Le JDD. L’IA connaît-elle dans le champ militaire un bond similaire à celui observé dans le civil, depuis le début de la guerre en Ukraine ?
Luc Ferry. Oui bien sûr, l’IA est utilisée en permanence pour de très nombreuses missions. Pour ne donner qu’un exemple, au moment où la France s’apprête à augmenter massivement la production de Rafales, Elon Musk a déclaré que les avions de chasse seraient bientôt obsolètes, totalement remplacés par les drones pilotés par l’IA. Rien ne prouve qu’il a tort…
En quoi l’IA a-t-elle modifié la guerre ?
L’IA sert à identifier les cibles, guider les missiles, les avions et les drones. Elle est intégrée dans les systèmes d’armement, dans les armes autonomes, dans les systèmes de « combat collaboratif » de type « Scorpion », un dispositif qui coordonne entre eux les véhicules militaires, en particulier les blindés. Elle joue un rôle dans l’aide à la décision, dans l’organisation des cyberattaques qui piratent les infrastructures d’énergie, les systèmes d’information, de guidage, etc. Elle aide à la surveillance des troupes ennemies via des satellites équipés d’IA comme les « Starlink » d’Elon Musk… L’IA permet au passage d’analyser les milliards de données recueillies par des capteurs de plus en plus nombreux, des masses d’informations qui dépassent de loin les possibilités d’analyse du cerveau humain.

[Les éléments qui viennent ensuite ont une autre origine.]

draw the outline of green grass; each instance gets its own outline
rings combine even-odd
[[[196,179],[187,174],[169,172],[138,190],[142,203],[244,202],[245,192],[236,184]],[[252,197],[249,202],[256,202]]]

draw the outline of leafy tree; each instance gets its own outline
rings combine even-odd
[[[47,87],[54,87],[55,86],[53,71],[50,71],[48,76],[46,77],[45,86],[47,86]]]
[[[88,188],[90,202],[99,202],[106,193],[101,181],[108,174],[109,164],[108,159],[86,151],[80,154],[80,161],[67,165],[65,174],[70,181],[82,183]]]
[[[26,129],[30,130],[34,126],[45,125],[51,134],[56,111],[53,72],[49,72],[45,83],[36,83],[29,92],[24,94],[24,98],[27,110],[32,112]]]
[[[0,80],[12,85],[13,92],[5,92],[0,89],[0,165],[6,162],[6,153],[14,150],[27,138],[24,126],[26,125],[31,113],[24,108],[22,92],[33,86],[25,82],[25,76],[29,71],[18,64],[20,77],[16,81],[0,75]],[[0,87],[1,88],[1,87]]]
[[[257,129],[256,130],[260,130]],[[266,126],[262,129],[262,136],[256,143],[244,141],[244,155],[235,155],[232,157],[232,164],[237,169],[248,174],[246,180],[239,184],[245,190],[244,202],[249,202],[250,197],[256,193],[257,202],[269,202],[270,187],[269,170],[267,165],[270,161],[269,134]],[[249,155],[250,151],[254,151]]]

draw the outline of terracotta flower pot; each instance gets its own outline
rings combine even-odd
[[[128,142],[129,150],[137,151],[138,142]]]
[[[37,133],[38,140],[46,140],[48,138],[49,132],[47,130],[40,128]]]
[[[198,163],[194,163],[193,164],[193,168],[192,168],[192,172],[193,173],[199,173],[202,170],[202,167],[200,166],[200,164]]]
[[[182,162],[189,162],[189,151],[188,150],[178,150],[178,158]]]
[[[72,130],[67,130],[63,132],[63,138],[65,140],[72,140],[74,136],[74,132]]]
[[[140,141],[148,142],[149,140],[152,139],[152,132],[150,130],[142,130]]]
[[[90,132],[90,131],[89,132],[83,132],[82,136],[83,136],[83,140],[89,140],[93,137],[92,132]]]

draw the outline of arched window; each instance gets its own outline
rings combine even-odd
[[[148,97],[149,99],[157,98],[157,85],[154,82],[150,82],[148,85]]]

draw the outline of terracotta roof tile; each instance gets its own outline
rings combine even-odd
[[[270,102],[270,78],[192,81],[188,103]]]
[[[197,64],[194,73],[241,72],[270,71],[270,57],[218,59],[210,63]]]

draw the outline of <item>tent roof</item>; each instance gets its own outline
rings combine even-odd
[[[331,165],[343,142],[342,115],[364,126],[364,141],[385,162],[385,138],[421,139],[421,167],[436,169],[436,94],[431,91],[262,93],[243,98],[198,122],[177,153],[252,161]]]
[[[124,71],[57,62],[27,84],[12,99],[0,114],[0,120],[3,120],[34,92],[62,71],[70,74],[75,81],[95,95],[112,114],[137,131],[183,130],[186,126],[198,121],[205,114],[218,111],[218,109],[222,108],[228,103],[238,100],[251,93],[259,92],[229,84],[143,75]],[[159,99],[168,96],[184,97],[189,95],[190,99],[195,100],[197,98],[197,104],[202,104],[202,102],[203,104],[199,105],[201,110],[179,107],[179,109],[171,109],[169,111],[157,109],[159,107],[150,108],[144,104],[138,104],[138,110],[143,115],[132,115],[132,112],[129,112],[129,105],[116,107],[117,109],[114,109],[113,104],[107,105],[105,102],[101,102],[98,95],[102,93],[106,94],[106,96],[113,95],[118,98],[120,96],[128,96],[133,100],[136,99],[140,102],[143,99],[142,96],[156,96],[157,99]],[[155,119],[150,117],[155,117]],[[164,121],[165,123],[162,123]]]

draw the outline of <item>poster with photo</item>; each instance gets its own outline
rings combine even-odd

Il n’est pas impossible que les États-Unis reviennent dans le jeu et garantissent la paix ne serait-ce que par leur présence sur le sol ukrainien pour exploiter les minerais
Les États-Unis ont pris de l’avance dans la maîtrise de ces technologies. Alors que nous parlons désormais, en France et en Europe, d’« économie de guerre », comment devons-nous réagir ?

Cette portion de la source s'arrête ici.